Sue y yo reíamos sin poder dominarnos. Julie también reía; con los dientes apretados, sufría sacudidas en todo el cuerpo. La ropa de la cama quedó por fin en su sitio, y Julie vino a reunirse con nosotros a los pies de la cama. El perfil de la cabeza y los hombros de mamá se veían a través de la blanca sábana.

—Está ridícula —se quejó Sue.

—No, no lo está —dijo Julie enfadada. Sue se inclinó, tiró de la sábana, descubrió la cabeza de mamá, y casi simultáneamente Julie le dio con fuerza en el brazo y exclamó—: No toques nada.
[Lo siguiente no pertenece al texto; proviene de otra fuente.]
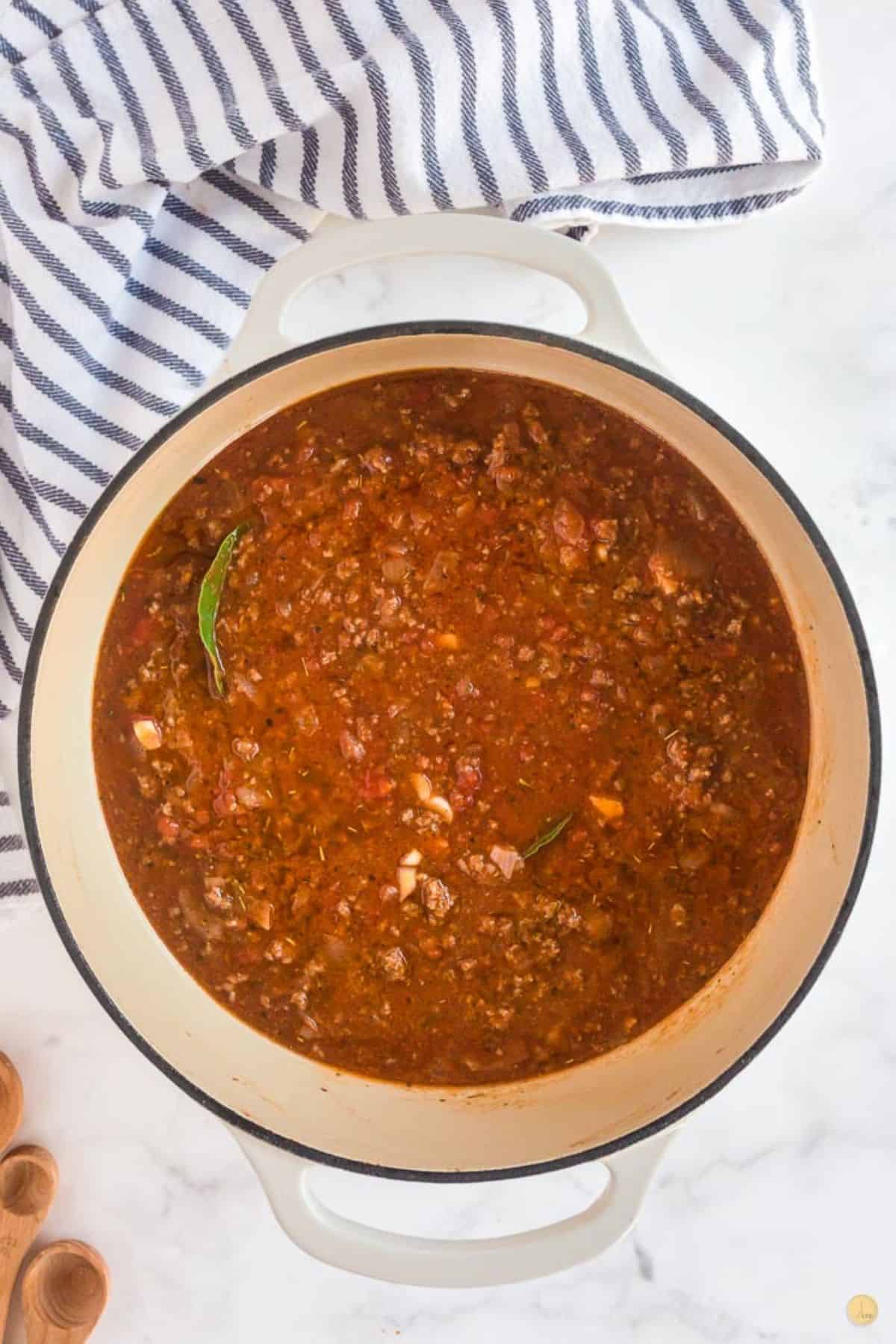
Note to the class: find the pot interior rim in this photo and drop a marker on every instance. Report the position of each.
(426, 329)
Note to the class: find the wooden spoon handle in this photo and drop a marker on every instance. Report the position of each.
(27, 1189)
(63, 1293)
(10, 1101)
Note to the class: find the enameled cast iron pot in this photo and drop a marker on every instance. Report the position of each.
(290, 1113)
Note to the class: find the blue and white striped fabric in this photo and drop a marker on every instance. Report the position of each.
(158, 156)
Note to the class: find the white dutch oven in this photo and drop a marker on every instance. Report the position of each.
(290, 1113)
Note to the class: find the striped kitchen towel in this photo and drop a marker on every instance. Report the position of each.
(158, 156)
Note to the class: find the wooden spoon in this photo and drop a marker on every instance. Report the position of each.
(27, 1189)
(63, 1293)
(10, 1101)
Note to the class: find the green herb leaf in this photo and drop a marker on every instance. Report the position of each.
(210, 601)
(547, 836)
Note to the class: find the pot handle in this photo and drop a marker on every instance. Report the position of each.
(435, 1263)
(340, 243)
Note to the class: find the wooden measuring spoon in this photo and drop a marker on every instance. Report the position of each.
(10, 1101)
(27, 1189)
(63, 1293)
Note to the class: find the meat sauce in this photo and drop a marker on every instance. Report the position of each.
(514, 739)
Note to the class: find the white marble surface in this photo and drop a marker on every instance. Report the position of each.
(775, 1203)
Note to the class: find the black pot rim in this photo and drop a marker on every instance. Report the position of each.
(385, 332)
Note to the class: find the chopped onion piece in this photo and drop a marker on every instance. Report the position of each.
(406, 882)
(505, 858)
(148, 734)
(441, 806)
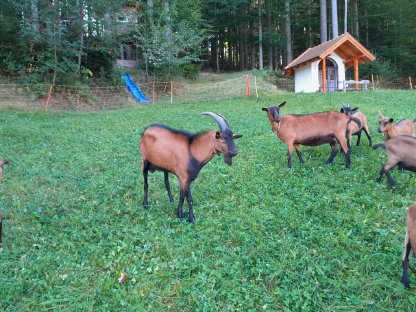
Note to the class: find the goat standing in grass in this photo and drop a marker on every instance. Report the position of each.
(310, 130)
(409, 242)
(401, 151)
(360, 124)
(390, 130)
(184, 154)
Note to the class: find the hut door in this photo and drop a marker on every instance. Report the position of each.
(331, 75)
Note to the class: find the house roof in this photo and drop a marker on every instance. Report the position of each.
(345, 46)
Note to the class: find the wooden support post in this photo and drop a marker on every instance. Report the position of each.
(324, 75)
(356, 78)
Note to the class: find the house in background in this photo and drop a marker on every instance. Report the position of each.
(322, 68)
(125, 22)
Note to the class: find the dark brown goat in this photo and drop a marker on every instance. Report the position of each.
(310, 130)
(390, 130)
(184, 154)
(2, 163)
(409, 242)
(360, 124)
(401, 151)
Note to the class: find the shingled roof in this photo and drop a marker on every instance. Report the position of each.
(345, 46)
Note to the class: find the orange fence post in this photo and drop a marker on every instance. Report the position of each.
(248, 85)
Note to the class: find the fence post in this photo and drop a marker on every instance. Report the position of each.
(248, 85)
(372, 81)
(153, 93)
(49, 97)
(171, 91)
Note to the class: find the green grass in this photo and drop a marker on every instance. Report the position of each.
(317, 237)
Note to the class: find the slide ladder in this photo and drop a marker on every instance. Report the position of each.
(134, 89)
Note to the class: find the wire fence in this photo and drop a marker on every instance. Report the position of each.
(74, 98)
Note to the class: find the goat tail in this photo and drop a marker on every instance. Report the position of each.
(374, 146)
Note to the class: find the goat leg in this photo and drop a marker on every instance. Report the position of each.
(191, 210)
(390, 180)
(299, 153)
(168, 186)
(405, 264)
(180, 206)
(380, 174)
(146, 165)
(368, 136)
(289, 155)
(358, 138)
(334, 152)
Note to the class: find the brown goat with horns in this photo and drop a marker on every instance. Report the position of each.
(359, 124)
(390, 130)
(401, 152)
(184, 154)
(310, 130)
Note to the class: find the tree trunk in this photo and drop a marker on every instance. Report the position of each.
(345, 16)
(324, 31)
(288, 33)
(334, 18)
(260, 38)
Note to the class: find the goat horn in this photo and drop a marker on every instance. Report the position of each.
(221, 121)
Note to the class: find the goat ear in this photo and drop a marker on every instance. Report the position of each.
(380, 115)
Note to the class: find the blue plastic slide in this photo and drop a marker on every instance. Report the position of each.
(134, 90)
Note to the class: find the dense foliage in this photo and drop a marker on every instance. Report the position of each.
(315, 238)
(68, 41)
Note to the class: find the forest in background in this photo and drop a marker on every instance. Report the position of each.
(72, 41)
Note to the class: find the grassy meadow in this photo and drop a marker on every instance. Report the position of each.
(266, 238)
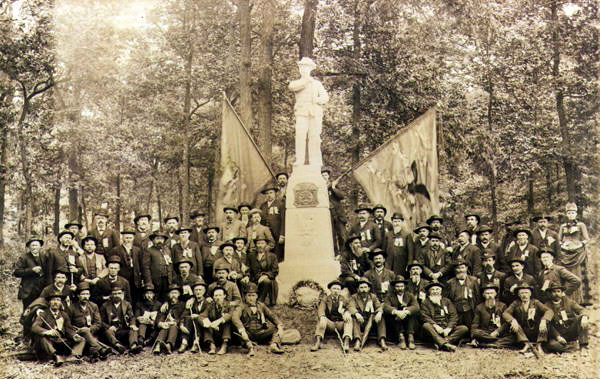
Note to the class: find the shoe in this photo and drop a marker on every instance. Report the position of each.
(223, 349)
(275, 349)
(402, 342)
(120, 348)
(213, 349)
(383, 345)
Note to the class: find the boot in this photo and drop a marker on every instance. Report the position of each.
(401, 341)
(411, 341)
(183, 347)
(317, 344)
(382, 344)
(213, 349)
(223, 348)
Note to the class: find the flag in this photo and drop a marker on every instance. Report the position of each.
(242, 167)
(402, 174)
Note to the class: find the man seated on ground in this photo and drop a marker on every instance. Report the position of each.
(354, 263)
(334, 316)
(118, 322)
(85, 318)
(528, 319)
(170, 322)
(569, 326)
(232, 293)
(366, 309)
(194, 308)
(402, 311)
(488, 328)
(264, 268)
(216, 320)
(256, 323)
(440, 320)
(145, 314)
(54, 335)
(379, 276)
(463, 291)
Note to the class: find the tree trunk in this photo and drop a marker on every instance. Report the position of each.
(567, 149)
(245, 64)
(307, 31)
(265, 102)
(356, 113)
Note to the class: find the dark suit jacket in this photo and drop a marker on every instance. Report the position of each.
(133, 273)
(31, 283)
(107, 241)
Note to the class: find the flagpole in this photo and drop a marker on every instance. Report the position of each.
(249, 135)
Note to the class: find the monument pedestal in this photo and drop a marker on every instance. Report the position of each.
(308, 236)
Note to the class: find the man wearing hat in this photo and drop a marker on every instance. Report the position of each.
(436, 262)
(468, 251)
(216, 320)
(472, 219)
(399, 246)
(402, 310)
(146, 312)
(353, 263)
(338, 215)
(54, 335)
(185, 248)
(542, 237)
(416, 284)
(569, 326)
(333, 316)
(256, 323)
(103, 288)
(421, 241)
(517, 276)
(528, 319)
(170, 322)
(85, 318)
(158, 265)
(142, 231)
(264, 269)
(525, 250)
(274, 213)
(231, 227)
(194, 308)
(552, 273)
(232, 291)
(440, 319)
(118, 321)
(64, 258)
(379, 276)
(131, 263)
(488, 327)
(197, 218)
(107, 239)
(366, 308)
(370, 235)
(463, 291)
(31, 268)
(211, 251)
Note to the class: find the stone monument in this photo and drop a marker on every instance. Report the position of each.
(308, 235)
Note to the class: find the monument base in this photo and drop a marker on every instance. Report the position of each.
(309, 251)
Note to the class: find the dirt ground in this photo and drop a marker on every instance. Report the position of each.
(299, 361)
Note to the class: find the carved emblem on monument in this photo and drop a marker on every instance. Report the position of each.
(305, 195)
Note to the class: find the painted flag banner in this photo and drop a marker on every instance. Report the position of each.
(242, 167)
(402, 174)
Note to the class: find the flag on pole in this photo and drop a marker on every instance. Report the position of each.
(402, 174)
(243, 169)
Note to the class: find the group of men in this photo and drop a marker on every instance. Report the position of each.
(425, 285)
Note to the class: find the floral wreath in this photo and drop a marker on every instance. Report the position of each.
(293, 300)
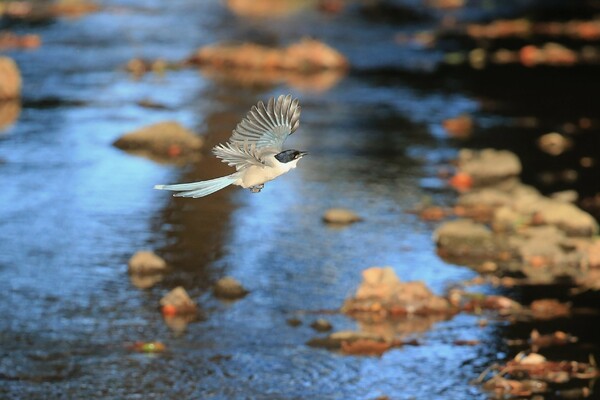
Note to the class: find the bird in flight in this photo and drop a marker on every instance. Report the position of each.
(255, 149)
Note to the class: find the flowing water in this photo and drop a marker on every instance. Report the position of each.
(74, 209)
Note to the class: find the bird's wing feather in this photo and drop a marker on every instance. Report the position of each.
(240, 157)
(267, 127)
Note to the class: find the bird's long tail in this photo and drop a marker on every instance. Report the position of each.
(199, 189)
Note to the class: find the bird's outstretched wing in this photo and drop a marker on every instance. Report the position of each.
(240, 157)
(267, 127)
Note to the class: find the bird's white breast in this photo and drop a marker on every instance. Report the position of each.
(256, 175)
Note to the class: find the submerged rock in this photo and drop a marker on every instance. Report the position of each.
(488, 165)
(381, 293)
(10, 79)
(9, 113)
(305, 56)
(164, 142)
(146, 262)
(229, 288)
(177, 301)
(340, 216)
(321, 325)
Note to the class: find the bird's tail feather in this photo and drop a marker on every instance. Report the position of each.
(199, 189)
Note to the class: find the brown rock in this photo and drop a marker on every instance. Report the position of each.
(488, 165)
(146, 262)
(229, 288)
(10, 79)
(321, 325)
(304, 56)
(164, 142)
(9, 113)
(381, 293)
(340, 216)
(179, 299)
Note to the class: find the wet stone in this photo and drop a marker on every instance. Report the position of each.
(382, 294)
(488, 165)
(340, 216)
(10, 79)
(163, 142)
(178, 300)
(304, 56)
(321, 325)
(229, 288)
(146, 262)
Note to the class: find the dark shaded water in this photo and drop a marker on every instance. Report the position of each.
(74, 209)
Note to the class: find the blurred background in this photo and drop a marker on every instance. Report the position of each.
(415, 82)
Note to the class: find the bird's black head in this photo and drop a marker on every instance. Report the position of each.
(289, 155)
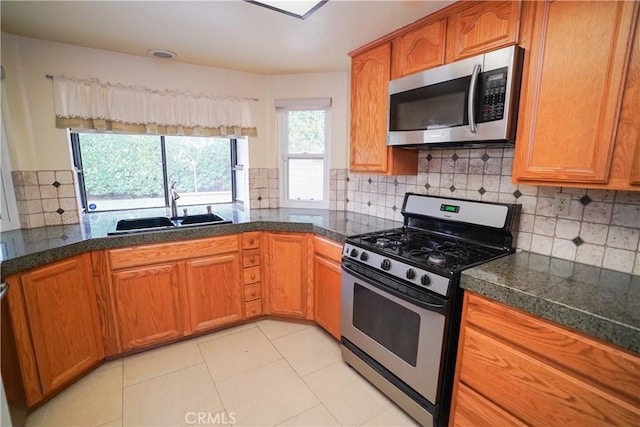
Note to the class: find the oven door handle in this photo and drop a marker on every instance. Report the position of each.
(434, 304)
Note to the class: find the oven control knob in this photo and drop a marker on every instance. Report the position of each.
(425, 280)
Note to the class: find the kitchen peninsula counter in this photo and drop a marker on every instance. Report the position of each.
(595, 301)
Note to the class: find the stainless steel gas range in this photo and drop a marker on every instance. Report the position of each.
(401, 301)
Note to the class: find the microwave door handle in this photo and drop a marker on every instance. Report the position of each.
(471, 113)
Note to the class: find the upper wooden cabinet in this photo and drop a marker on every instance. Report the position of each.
(479, 27)
(419, 49)
(574, 127)
(369, 153)
(288, 266)
(517, 369)
(54, 314)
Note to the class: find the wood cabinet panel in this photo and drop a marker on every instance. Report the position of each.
(251, 275)
(250, 258)
(618, 371)
(472, 409)
(251, 240)
(214, 291)
(327, 248)
(148, 305)
(481, 27)
(576, 51)
(164, 252)
(370, 74)
(63, 319)
(288, 274)
(326, 284)
(253, 308)
(419, 49)
(539, 393)
(253, 291)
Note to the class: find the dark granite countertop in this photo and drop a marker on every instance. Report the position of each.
(596, 301)
(24, 249)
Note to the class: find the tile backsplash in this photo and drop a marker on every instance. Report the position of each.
(45, 198)
(602, 228)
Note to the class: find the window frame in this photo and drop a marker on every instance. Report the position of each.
(77, 163)
(282, 133)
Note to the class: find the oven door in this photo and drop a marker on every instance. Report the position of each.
(399, 332)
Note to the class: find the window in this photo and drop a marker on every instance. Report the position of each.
(136, 171)
(303, 135)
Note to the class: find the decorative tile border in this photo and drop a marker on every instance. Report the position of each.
(45, 198)
(602, 228)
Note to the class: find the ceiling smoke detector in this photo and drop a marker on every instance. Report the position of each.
(161, 53)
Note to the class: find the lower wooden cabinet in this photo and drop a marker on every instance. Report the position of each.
(289, 292)
(56, 327)
(326, 284)
(214, 292)
(148, 305)
(517, 369)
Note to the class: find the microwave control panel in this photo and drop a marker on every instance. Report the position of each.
(494, 87)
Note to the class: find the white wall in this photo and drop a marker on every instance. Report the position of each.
(27, 96)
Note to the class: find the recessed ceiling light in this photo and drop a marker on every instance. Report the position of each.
(161, 53)
(299, 9)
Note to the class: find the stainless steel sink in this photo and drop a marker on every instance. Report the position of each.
(157, 223)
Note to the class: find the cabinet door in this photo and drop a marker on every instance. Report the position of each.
(370, 73)
(576, 55)
(419, 49)
(326, 285)
(482, 27)
(288, 274)
(63, 317)
(214, 289)
(148, 305)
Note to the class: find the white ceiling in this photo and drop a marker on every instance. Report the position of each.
(229, 34)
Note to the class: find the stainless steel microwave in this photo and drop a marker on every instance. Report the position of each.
(471, 101)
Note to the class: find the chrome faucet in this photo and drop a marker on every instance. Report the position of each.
(174, 196)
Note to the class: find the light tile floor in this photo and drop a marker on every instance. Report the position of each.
(266, 373)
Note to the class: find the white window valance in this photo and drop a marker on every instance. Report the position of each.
(94, 105)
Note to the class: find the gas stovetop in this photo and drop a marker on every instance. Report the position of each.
(426, 248)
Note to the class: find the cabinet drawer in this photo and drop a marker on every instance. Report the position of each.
(539, 394)
(252, 292)
(251, 257)
(253, 308)
(163, 252)
(251, 275)
(251, 240)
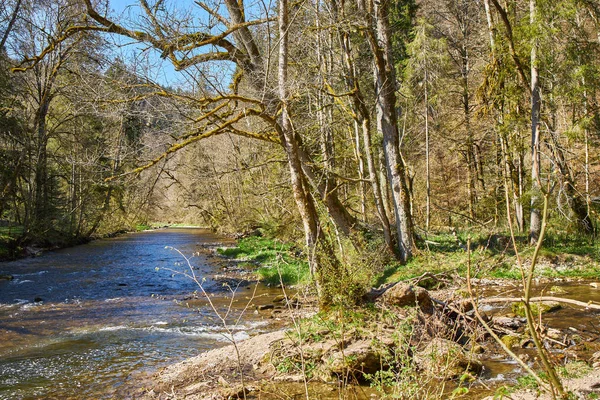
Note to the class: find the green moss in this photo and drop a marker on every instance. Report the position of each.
(536, 308)
(510, 340)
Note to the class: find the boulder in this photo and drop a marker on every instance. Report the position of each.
(360, 356)
(508, 322)
(446, 359)
(537, 308)
(403, 294)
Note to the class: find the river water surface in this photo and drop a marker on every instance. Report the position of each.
(85, 321)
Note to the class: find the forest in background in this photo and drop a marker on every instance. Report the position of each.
(359, 129)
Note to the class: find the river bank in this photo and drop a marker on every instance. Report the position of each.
(408, 342)
(114, 309)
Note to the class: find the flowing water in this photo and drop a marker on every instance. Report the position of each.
(89, 321)
(85, 321)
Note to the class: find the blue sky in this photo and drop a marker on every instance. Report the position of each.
(158, 69)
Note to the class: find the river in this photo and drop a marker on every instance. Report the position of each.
(86, 321)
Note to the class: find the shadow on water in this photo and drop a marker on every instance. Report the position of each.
(108, 309)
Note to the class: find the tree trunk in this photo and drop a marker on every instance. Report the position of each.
(387, 124)
(302, 197)
(535, 224)
(363, 119)
(40, 208)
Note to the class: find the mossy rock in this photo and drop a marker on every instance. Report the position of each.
(557, 290)
(511, 340)
(543, 307)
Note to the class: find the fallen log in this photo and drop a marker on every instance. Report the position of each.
(540, 298)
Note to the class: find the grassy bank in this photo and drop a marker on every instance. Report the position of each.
(273, 261)
(445, 255)
(493, 256)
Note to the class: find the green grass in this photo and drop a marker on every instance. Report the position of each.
(493, 257)
(275, 261)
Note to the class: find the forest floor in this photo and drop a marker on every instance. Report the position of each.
(415, 336)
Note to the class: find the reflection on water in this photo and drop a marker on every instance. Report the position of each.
(76, 323)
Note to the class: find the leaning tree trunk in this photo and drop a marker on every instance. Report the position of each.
(387, 124)
(302, 197)
(536, 223)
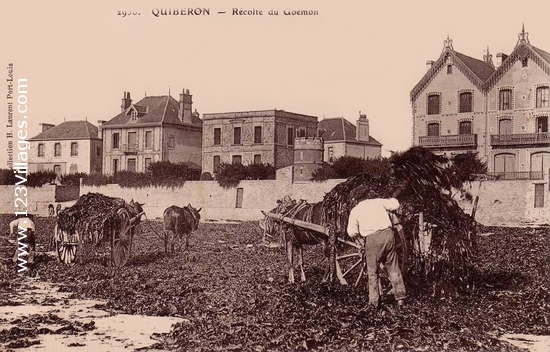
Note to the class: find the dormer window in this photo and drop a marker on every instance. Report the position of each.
(133, 115)
(524, 62)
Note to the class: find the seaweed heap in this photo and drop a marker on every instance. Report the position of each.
(446, 268)
(90, 215)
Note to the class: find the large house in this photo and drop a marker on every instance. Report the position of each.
(497, 110)
(70, 147)
(342, 138)
(156, 128)
(266, 136)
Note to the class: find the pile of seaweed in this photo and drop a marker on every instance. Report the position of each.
(90, 216)
(447, 267)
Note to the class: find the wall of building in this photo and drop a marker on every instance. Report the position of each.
(67, 162)
(501, 203)
(188, 145)
(363, 151)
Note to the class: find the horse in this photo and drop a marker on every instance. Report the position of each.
(180, 221)
(295, 237)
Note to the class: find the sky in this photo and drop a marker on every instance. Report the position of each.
(80, 56)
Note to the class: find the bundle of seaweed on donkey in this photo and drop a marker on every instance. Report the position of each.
(446, 268)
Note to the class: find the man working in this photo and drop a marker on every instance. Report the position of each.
(370, 219)
(24, 222)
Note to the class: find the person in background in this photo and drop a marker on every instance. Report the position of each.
(371, 218)
(27, 223)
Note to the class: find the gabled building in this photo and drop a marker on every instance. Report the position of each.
(265, 136)
(70, 147)
(449, 113)
(517, 113)
(342, 138)
(156, 128)
(497, 110)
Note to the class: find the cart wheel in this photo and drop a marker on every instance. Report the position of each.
(66, 253)
(349, 260)
(121, 240)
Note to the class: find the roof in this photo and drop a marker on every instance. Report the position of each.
(481, 69)
(477, 71)
(340, 129)
(522, 50)
(155, 109)
(69, 130)
(544, 54)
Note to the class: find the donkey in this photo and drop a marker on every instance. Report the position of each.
(180, 221)
(295, 237)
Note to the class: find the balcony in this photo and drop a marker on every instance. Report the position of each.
(509, 140)
(131, 148)
(452, 141)
(518, 175)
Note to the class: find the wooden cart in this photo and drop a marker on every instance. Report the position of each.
(67, 245)
(349, 259)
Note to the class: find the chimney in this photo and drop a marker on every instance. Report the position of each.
(429, 64)
(500, 59)
(99, 129)
(186, 105)
(126, 101)
(362, 128)
(46, 126)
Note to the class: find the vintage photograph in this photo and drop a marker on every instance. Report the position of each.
(238, 175)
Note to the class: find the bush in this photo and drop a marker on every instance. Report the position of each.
(40, 178)
(230, 175)
(347, 166)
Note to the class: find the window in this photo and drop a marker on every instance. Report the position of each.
(57, 149)
(41, 149)
(542, 124)
(524, 62)
(239, 198)
(132, 141)
(148, 139)
(433, 104)
(465, 127)
(542, 97)
(216, 166)
(217, 136)
(237, 159)
(505, 99)
(74, 149)
(465, 102)
(258, 134)
(505, 126)
(116, 140)
(290, 136)
(433, 129)
(539, 195)
(131, 165)
(236, 135)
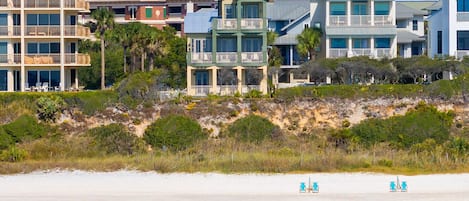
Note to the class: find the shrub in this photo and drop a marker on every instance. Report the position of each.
(48, 108)
(253, 128)
(114, 138)
(175, 132)
(13, 154)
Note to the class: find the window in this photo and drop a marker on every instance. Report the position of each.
(3, 80)
(132, 12)
(148, 12)
(361, 43)
(463, 40)
(338, 43)
(338, 8)
(440, 42)
(359, 8)
(463, 5)
(382, 42)
(381, 8)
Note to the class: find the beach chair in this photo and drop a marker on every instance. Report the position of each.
(315, 187)
(404, 186)
(302, 187)
(392, 186)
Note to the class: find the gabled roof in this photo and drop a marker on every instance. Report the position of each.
(404, 36)
(405, 12)
(286, 10)
(200, 21)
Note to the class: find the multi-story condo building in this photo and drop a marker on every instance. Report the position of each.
(449, 28)
(39, 44)
(157, 13)
(227, 48)
(411, 38)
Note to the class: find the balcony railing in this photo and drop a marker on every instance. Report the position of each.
(227, 24)
(82, 4)
(10, 30)
(252, 23)
(463, 16)
(201, 57)
(383, 20)
(361, 52)
(338, 52)
(383, 52)
(227, 57)
(252, 57)
(201, 90)
(338, 20)
(361, 20)
(10, 3)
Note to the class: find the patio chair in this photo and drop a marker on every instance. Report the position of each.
(392, 186)
(315, 187)
(404, 186)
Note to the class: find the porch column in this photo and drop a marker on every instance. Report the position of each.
(239, 75)
(189, 80)
(214, 80)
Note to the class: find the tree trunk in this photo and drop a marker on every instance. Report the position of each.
(103, 67)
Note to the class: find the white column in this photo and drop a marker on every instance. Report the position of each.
(349, 12)
(372, 12)
(291, 55)
(62, 47)
(23, 47)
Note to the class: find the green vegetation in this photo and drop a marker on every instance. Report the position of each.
(173, 132)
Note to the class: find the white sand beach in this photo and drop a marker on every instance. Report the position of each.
(130, 185)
Se abrió la puerta y Tom entró en el cuarto, jadeando porque venía de jugar en la calle.

En cuanto Julie y yo le detuvimos, dijo:

—Quiero ir con mamá.

—Está durmiendo —susurramos—, anda, míralo tú mismo.

Tom forcejeaba para desasirse.

—¿Por qué gritáis, entonces? No está durmiendo, ¿verdad que no, mamá?

—Está muy dormida —dijo Sue.

Por un momento pareció que, por medio del sueño, de un sueño muy profundo, podíamos iniciar a Tom en el concepto de la muerte. Pero no sabíamos más que él al respecto, e intuyó que algo andaba mal.

—¡Mamá! —gritó y quiso abrirse paso hasta la cama. Yo le sujetaba de las muñecas.

—No puedes —dije.

Tom me dio un puntapié en la espinilla, se soltó y sorteó a Julie hasta la cabecera de la cama. Mientras se apoyaba con una mano en el hombro de mamá, Tom se quitó los zapatos y nos miró con aire de triunfo. Escenas como aquélla habían ocurrido antes y más de una vez se había salido con la suya. Pero en esta ocasión yo estaba decidido a que lo descubriera solo, quería ver qué ocurría. Pero, en cuanto Tom apartó las sábanas para instalarse junto a su madre, Julie dio un salto y sujetó a Tom por un brazo.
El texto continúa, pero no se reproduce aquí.